Re: How much abuse comes from dynamic IPs? Numbers.
am 27.04.2006 19:59:04 von David Cary HartOn Thu, 27 Apr 2006 10:42:37 -0700
Carl Byington
>
> On Fri, 28 Nov 2003 04:03:15 +0000, Jem Berkes wrote:
>
> > I have exchanged notes with a few admins who have decided to block
> mail
> > from all dynamic IPs.
>
> [snip]
>
> > All duplicate IPs were removed;
> > this is a list of unique IP addresses hitting my trap, guaranteed
> spam.
> >
> > Total unique IP addresses: 1138
> > dul.dnsbl.sorbs.net said 127.0.0.10 (dynamic) for: 205
> > dnsbl.njabl.org said 127.0.0.3 (dynamic) for: 19
> > dynablock.easynet.nl said 127.0.0.2 (dynamic) for: 197
> >
> > Combining positive dynamic IP matches from 3 lists, removing
> duplicates
> > Union = 207
> >
> > ---------
> > Summary:
> > ---------
> > Spam/viruses received from 1138 IPs
> > IPs that were dynamic: 207
> > 18.2% of the abuse hitting my mail server comes from dynamic IPs
> > 81.8% of the abuse hitting my mail server comes from static IPs
>
> You are counting the wrong thing, if you are asking for an answer to
> "how much abuse...". You are counting ip addresses, not spam
> samples.
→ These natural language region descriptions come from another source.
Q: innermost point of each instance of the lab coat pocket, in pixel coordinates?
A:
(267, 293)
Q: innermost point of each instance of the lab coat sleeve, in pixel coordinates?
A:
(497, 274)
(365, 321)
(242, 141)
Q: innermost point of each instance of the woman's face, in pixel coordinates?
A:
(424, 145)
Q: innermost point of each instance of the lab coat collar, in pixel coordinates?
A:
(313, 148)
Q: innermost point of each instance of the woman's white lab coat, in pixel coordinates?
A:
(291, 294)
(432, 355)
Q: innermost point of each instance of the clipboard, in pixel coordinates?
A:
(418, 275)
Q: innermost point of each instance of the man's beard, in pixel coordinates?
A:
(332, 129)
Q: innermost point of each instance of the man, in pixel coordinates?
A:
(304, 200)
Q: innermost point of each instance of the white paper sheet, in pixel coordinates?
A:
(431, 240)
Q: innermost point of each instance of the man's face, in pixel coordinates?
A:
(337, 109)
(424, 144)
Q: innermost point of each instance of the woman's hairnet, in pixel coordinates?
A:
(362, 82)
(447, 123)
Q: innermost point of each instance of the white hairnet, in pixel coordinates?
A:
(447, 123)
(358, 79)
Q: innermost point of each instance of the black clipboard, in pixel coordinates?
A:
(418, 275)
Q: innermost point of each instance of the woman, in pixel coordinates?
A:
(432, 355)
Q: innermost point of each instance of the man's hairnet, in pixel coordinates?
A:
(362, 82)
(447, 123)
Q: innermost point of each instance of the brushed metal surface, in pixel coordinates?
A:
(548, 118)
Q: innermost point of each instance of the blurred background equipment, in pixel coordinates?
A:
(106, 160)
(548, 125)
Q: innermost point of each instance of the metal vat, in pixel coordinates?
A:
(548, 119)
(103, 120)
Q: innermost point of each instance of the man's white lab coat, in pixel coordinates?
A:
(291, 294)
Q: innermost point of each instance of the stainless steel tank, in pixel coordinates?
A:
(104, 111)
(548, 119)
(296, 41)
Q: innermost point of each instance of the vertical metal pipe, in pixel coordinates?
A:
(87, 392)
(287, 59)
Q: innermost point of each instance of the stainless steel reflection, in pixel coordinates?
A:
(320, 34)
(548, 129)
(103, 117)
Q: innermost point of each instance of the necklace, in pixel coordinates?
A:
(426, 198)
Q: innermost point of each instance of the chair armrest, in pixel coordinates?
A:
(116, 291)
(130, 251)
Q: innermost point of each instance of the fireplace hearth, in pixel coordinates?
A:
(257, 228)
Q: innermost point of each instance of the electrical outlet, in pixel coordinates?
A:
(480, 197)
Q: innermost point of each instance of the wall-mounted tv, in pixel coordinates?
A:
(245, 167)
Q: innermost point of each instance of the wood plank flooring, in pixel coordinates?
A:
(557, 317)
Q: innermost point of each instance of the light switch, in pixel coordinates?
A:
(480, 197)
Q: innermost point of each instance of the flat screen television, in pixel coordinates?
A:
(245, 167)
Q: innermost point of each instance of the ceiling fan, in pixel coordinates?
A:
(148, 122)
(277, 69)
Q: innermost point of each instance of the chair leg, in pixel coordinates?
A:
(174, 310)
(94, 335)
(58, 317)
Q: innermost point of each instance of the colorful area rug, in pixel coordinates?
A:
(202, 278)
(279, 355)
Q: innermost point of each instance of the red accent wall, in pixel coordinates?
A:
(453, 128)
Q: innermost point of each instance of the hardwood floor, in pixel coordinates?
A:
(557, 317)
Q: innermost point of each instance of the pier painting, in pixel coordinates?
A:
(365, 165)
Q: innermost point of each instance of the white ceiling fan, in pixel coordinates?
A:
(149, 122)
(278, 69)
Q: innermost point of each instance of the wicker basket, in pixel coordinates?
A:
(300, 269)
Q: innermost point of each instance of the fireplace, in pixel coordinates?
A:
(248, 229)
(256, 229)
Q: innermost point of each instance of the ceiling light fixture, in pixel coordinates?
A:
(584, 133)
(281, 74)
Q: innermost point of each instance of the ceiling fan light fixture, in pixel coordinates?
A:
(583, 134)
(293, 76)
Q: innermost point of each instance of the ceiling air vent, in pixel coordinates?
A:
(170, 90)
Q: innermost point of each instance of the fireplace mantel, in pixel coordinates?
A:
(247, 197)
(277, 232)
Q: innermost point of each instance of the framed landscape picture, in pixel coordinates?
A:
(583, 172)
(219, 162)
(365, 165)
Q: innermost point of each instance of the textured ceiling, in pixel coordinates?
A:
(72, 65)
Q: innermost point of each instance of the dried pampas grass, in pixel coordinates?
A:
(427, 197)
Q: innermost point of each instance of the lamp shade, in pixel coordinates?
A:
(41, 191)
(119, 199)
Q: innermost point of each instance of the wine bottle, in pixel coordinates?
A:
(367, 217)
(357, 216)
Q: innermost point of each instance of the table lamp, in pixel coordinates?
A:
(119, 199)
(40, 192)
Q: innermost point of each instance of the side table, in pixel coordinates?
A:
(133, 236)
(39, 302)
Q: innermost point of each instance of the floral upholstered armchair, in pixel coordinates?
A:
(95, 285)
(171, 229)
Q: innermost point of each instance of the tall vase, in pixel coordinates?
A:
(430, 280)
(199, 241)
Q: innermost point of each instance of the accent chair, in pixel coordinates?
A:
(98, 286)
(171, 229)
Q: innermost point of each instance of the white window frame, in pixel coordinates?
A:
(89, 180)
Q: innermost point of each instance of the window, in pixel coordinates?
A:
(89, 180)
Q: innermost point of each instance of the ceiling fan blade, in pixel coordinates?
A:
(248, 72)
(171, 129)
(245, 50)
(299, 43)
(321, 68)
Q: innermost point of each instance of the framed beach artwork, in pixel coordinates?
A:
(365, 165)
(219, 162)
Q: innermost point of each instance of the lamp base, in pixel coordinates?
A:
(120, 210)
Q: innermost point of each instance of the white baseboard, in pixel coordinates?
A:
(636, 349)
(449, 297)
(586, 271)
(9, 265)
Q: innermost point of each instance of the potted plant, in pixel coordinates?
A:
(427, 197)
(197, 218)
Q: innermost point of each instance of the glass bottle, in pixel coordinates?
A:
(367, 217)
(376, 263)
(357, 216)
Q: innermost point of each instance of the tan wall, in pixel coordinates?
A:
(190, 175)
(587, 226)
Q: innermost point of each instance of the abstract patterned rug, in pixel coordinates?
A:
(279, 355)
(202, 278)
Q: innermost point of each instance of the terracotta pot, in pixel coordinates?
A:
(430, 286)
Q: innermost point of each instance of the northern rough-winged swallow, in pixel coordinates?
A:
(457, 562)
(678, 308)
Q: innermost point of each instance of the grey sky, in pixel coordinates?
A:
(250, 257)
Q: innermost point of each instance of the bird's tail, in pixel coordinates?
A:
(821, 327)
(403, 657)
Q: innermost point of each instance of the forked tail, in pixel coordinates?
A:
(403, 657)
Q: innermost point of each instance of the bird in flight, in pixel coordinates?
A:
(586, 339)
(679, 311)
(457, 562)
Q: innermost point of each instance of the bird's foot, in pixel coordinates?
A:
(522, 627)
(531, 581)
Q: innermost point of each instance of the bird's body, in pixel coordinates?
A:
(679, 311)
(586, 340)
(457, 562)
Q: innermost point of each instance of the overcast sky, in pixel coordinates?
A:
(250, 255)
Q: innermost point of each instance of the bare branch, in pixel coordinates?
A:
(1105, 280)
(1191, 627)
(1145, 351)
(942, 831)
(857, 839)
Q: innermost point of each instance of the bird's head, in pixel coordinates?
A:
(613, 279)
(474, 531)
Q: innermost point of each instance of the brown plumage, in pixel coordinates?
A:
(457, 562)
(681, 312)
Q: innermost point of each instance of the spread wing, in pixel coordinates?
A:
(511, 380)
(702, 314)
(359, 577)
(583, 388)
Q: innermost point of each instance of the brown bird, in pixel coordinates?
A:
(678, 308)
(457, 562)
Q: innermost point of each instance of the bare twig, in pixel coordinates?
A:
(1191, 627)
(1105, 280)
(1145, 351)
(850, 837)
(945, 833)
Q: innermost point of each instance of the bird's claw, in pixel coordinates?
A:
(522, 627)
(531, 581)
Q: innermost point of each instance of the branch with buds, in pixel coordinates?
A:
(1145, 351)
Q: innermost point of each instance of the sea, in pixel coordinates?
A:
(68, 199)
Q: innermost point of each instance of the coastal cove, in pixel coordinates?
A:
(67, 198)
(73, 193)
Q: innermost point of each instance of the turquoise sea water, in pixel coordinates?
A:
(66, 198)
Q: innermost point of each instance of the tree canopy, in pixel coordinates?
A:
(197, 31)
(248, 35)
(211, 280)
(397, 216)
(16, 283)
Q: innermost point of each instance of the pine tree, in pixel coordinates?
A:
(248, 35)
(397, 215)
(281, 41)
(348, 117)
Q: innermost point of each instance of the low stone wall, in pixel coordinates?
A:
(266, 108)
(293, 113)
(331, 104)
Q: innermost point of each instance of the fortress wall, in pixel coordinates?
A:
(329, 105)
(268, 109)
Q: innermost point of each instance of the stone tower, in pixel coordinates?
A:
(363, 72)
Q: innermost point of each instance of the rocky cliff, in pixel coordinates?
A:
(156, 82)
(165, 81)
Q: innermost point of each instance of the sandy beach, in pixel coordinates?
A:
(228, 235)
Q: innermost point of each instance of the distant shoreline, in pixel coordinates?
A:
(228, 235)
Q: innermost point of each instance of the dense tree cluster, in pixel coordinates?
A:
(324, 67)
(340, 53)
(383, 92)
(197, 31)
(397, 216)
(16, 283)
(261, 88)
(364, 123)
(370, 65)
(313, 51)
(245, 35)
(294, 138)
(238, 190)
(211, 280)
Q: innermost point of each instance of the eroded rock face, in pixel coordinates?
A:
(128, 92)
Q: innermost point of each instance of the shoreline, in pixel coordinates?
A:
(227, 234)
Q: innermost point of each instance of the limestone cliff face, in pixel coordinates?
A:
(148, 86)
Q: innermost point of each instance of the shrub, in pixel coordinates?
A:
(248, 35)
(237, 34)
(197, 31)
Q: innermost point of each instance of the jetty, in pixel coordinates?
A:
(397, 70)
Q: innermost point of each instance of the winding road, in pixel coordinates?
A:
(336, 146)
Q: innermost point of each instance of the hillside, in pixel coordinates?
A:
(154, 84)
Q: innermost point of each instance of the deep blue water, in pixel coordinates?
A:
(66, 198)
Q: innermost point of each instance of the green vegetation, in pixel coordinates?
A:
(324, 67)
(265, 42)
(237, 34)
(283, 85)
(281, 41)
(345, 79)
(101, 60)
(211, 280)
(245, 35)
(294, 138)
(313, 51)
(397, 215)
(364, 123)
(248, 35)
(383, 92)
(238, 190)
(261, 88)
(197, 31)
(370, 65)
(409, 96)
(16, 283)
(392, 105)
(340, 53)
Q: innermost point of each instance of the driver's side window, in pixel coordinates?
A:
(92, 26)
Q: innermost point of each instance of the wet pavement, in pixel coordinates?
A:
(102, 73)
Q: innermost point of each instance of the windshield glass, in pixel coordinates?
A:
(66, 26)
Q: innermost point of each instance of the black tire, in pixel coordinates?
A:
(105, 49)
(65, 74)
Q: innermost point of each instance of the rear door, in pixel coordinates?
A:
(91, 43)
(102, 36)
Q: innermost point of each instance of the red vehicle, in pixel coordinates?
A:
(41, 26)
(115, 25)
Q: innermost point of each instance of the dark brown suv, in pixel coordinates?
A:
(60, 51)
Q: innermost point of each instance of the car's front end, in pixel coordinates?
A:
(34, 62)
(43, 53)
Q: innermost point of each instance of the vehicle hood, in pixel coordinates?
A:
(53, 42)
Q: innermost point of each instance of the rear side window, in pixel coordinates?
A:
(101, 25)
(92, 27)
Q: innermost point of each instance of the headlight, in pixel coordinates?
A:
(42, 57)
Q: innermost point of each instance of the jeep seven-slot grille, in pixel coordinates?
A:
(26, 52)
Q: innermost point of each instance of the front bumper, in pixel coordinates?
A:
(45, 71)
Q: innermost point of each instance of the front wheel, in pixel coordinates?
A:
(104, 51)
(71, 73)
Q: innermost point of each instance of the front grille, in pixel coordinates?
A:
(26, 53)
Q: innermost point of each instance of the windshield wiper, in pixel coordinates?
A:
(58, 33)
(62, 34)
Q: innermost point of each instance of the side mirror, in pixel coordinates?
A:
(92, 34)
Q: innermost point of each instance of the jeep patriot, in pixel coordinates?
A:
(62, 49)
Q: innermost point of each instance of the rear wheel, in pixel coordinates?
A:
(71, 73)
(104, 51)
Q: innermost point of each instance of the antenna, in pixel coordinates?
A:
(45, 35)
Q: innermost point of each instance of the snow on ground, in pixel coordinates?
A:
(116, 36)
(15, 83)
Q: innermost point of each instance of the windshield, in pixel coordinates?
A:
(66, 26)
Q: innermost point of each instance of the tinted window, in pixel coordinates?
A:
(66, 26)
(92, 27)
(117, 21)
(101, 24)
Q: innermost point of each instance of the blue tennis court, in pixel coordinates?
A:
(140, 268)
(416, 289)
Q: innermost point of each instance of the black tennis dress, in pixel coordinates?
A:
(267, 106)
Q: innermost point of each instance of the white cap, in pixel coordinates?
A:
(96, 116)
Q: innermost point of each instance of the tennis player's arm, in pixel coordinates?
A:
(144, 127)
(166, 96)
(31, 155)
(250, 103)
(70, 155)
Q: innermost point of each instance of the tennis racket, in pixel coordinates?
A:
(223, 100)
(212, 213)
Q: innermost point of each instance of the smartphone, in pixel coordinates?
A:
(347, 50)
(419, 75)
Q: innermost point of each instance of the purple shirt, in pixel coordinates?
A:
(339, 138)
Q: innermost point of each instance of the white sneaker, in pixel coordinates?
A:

Try again.
>
FWIW, about 40% of all US spam comes from exploited machines in
dynamic space. This does NOT include spam from machines without rDNS
which may, or may not, be in dynamic/residential ranges.
The other issue is s/n. The potential for false positives blocking
dynamic IPs is almost zero. The potential for identifying static IPs
as dynamic is >0 because of generic rDNS.